James Douglass at Big Bone. 1773




James Douglass at Big Bone
1773
edited by
Avi Hathor



 In 1773, James Douglas, another surveyor, come to the Rapids of Ohio, where he also landed, and from whence he explored the country, with the M'Afee's, into the neighborhood of Harrodsburgh, and thence returned home, to Williamsburgh.

 On his way to the Falls, he landed at the mouth of a creek, since called Landing Creek; a few miles above the mouth of the Big Bone Lick Creek; and went over land a mile and an half, to see the large bones, of which fame had said so much, the learned risked so many conjectures, and every body knew so little. If the sight of these bones gratified the curiosity of Douglass, and his party, their numbers and size filled them with the most profound astonishment. Nor was the Lick itself, an object of ordinary interest.


 Douglass determined to remain sometime at this place; and there being no materials more convenient, the rib bones of a being once animated, were used as tent poles, on which the party stretched their blankets, for a shelter, from the sun, and rain. They found many teeth, from eight, to ten, and some twelve feet in length; one in particular was fastened in a perpendicular direction in the mud and clay, with the elevated end six feet above the surface of the ground; an effort was made in vain, by six men, to extract it from its mortice.

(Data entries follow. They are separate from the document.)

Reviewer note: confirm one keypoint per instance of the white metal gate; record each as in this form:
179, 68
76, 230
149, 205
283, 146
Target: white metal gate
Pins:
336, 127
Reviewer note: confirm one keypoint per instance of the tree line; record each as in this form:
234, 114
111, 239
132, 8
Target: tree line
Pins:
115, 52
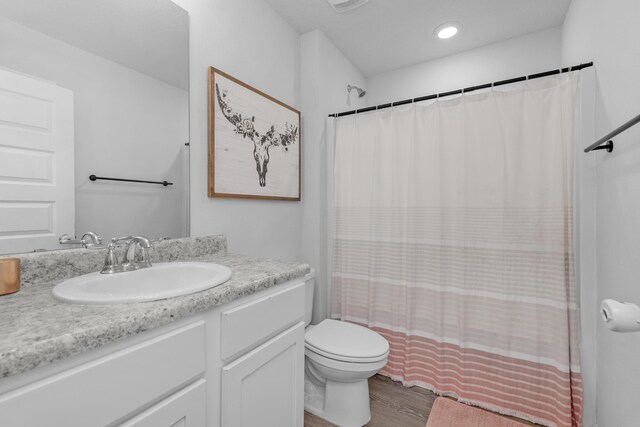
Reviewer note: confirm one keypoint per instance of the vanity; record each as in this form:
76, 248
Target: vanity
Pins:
232, 355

 The Lick itself exhibited about ten acres of land, bare of timber, and of grass; much trodden, eaten, and washed below the original surface, with here and there a knob in it, shewing its former elevation of earth.

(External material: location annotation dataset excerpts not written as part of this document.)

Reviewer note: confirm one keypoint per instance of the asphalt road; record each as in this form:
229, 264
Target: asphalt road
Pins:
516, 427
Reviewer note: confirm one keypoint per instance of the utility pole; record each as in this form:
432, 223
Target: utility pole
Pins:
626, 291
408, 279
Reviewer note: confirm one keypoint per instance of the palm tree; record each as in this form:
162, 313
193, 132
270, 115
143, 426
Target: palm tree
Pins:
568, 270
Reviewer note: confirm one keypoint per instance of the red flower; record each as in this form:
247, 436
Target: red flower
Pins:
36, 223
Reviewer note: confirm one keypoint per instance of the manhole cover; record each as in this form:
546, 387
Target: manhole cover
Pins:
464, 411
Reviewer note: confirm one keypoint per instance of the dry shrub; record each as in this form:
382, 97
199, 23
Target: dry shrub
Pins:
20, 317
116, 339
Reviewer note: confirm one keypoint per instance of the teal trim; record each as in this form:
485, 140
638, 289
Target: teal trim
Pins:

 Through the midst of this Lick ran the creek, and on either side, a never failing stream of salt-water. The these from all parts of the country, were converging roads, made by the wild animals, which resorted them for the salt.
 The whole of which in the simple language of a rude hunter, who accompanied Douglass, "were wonderful to see."




 The next year Douglass revisited Kentucky, and was principally on the waters of Elkhorn, Hickman, and Jessamine, where he executed a number of surveys on military bounty lands, as the records attest.
 It was his intention to have become a permanent resident, but death forbid it, and he obeyed.


Humphrey Marshall, The History of Kentucky, (Frankfort, 1812; Reprint, 1971), p. 85-87.